Os tais depósitos de dinamite ter-se-ão incendiado devido a queimadas que estariam a ser realizadas por agricultores em quintas nas proximidades e que provocaram a explosão.

"Os militares e o Exército da Guiné Equatorial estão muito dependentes do vice-presidente [`Teodorin` Obiang Ngema]. O vice-presidente capacitou-os de meios humanos e armados e o Exército da Guiné Equatorial pode continuar a ser uma base de apoio", disse a também coordenadora e professora do mestrado em Estudos Africanos do ISCTE-IUL.

"Não creio que uma desresponsabilização da negligência dos militares - que historicamente são dos grupos que mais golpes organizam no continente - possa supor um perigo para o regime", acrescentou.

A investigadora assinalou, por outro lado, que apesar de os militares terem "um papel importante em toda a estrutura repressiva do regime", não têm uma "profissionalização muito grande", num país em que a "cadeia de comando está muito bem definida".

"O vice-presidente é quem detém a chave de controle do Exército e é também o responsável pela segurança do país, portanto institucionalmente tem funções bastante reforçadas", disse.

"Por isso, não creio que venha daí [das consequências das explosões] qualquer mácula para o regime ou uma maior estrutura repressiva porque ela não será necessária também", acrescentou.

Ana Lúcia Sá assinalou, por outro lado, que as explosões são "um sinal" do grande investimento em material bélico para defesa no país.

"Sempre houve um bom orçamento militar e é muito visível em anos com tentativas de golpe de Estado, notícias ou rumores de tentativas de golpe de Estado que são neutralizados.

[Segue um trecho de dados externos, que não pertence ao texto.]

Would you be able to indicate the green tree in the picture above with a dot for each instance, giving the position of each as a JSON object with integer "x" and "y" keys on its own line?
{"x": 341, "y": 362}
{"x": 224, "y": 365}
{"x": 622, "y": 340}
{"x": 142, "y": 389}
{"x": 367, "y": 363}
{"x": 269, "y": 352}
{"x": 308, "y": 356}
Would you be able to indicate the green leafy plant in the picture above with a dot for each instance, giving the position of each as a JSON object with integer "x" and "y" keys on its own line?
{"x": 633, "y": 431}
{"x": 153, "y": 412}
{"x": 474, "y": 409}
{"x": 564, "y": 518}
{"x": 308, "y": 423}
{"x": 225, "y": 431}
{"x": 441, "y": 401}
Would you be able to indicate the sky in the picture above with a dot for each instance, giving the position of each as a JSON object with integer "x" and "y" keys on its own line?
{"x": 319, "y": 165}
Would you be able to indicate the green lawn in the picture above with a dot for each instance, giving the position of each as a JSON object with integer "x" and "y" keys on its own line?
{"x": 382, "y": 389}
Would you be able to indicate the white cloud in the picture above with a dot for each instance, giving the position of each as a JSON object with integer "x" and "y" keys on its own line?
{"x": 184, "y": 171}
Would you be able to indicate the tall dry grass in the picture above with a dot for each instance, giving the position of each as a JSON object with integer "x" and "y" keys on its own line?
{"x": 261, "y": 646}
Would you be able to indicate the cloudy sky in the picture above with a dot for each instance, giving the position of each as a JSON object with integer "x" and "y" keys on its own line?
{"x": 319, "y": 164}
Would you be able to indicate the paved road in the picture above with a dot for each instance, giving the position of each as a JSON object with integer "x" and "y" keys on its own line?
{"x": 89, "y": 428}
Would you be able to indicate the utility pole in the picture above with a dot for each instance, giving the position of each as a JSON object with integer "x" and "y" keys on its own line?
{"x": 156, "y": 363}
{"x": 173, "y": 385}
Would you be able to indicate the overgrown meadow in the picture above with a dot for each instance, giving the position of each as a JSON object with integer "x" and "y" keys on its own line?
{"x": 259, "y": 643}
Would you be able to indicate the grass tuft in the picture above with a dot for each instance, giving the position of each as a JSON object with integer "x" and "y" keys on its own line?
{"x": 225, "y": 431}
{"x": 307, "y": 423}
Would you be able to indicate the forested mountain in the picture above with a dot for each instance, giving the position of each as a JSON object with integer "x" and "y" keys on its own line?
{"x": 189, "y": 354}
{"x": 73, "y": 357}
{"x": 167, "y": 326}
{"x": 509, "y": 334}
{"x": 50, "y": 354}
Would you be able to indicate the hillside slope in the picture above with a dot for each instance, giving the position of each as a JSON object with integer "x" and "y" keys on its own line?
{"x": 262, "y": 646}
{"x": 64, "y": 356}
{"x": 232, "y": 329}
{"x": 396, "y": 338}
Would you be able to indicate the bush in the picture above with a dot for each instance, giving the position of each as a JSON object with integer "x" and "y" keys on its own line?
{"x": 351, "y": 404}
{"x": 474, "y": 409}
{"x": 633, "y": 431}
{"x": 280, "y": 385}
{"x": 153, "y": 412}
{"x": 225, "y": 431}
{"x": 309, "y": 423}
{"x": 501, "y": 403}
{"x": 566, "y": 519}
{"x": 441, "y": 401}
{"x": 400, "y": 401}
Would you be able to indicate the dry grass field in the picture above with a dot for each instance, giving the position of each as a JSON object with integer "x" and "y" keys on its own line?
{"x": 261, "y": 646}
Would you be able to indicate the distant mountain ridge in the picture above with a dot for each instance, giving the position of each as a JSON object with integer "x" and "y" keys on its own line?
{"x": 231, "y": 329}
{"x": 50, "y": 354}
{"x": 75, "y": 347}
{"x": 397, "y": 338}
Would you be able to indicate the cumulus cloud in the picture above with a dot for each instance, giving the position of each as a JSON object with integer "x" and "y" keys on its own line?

O setor da defesa no país nunca foi negligenciado porque o regime precisa de se defender, mas também de mostrar aos cidadãos que está bem defendido", afirmou.

Apesar disso do dinheiro gasto no exército, a defesa das altas figuras do Estado é assegurada por seguranças privados de Marrocos ou Israel, assinalou.

De acordo com o The World Factbook, da Central Intelligence Agency (CIA) dos Estados Unidos, em 2019, as Forças Armadas da Guiné Equatorial (FAGE) tinham cerca de 1.400 efetivos (1.100 no exército, 200 na marinha e 200 na força aérea.

As FAGE estão equipadas principalmente com armas em segunda mão provenientes da Rússia e da era soviética.

A Ucrânia é o principal fornecedor de equipamento desde 2010, seguida de Israel, de acordo com a mesma fonte.

O Governo gasta cerca de 1,1% do Produto Interno Bruto (PIB) com as forças armadas, segundo dados de 2018.

Desde a sua independência de Espanha em 1968, a Guiné Equatorial, um dos principais produtores de petróleo de África, é considerado pelos grupos de direitos humanos como um dos países mais repressivos do mundo, devido a acusações de detenções e torturas de dissidentes e alegações de fraude eleitoral, bem como de corrupção e desvio de fundos públicos pelas elites política e governamental.

O chefe de Estado de 78 anos, Teodoro Obiang, governa o país com mão de ferro desde 1979, quando derrubou o seu tio Francisco Macias num golpe de Estado, e é o Presidente com o mandato mais longo do mundo.

A Guiné Equatorial foi admitida na Comunidade de Países de Língua Portuguesa (CPLP) em 2014, num processo controverso e mediante o comprimento de um roteiro que previa a abolição da pena de morte, a adoção do português como língua oficial entre outras condições.